Review of Galinsky (ed.), Memory in Ancient Rome and Early Christianity

BRYN MAYR CLASSICAL REVIEW:
Karl Galinsky (ed.), Memory in Ancient Rome and Early Christianity. Oxford; New York: Oxford University Press, 2016. Pp. xiv, 406. ISBN 9780198744764. $135.00.

Reviewed by Douglas Boin, Saint Louis University (boindr@slu.edu)
Excerpt:
This book succeeds in telling a powerful story. In the course of thirteen chapters, as the set changes from the Rome of Sulla’s dictatorship to the period when power was consolidated in the hands of a single family and, later, to the seemingly polarizing world of Late Antiquity, readers are introduced to a repeating theme. At every stage of their history, many Romans were intensely working through their past. That observation might be taken as banal in books on Caesar, Cicero, and Octavian. But in a volume that engages with the story of early Christianity, it makes a provocative opening move. For what it suggests is that “Babylon” was much more than the evil empire many Christians have remembered it to be.
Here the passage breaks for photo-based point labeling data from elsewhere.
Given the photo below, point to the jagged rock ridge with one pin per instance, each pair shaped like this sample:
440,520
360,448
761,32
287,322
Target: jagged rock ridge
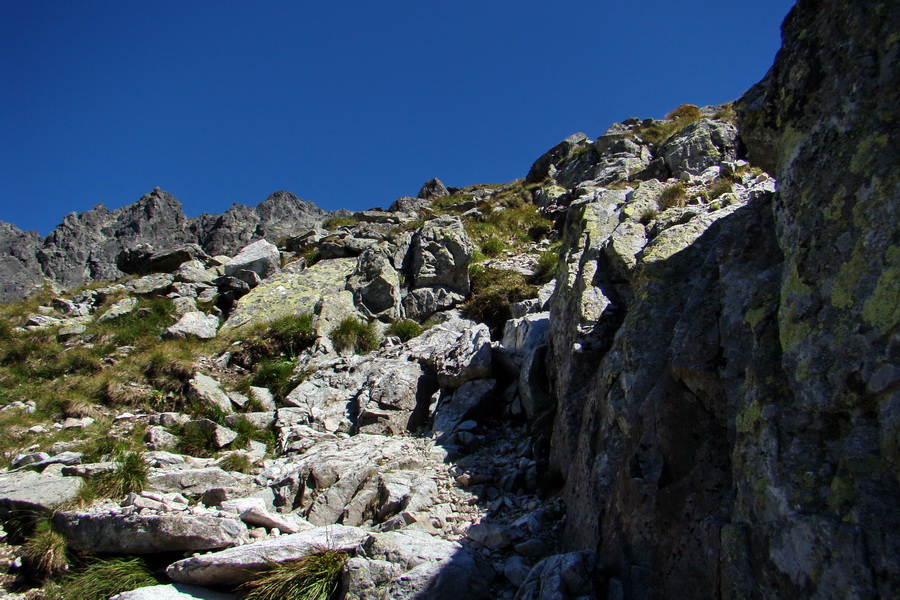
104,245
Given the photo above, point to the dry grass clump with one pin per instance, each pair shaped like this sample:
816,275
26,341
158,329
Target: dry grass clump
313,577
673,196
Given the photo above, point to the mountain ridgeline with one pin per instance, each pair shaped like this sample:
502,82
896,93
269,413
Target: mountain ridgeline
664,364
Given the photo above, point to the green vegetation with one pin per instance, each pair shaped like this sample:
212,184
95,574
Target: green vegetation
719,188
493,290
102,579
658,132
338,222
44,553
673,196
353,334
313,577
546,265
236,461
277,374
129,476
405,329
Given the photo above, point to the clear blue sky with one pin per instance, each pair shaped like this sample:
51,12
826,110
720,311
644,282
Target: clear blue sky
347,104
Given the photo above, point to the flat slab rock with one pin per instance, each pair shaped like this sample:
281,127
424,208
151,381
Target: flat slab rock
27,490
173,592
238,565
147,534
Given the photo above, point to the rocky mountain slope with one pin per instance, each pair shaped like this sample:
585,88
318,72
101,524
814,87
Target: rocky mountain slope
104,245
646,370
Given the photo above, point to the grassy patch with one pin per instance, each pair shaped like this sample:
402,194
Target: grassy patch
338,222
314,577
673,196
720,187
545,270
405,329
44,553
102,579
493,290
353,334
Rome was always a work-in-progress, and the memory of where the empire had come from, where it was going, and what it might still be was an important part of the wider political conversation.
The book deals with matters indirectly or directly pertinent to ancient Judaism as well, such as the "false Nero" episodes, the "cityscape of Jerusalem" in the late first century CE, and the aftermath of the Bar Kokhba Revolt.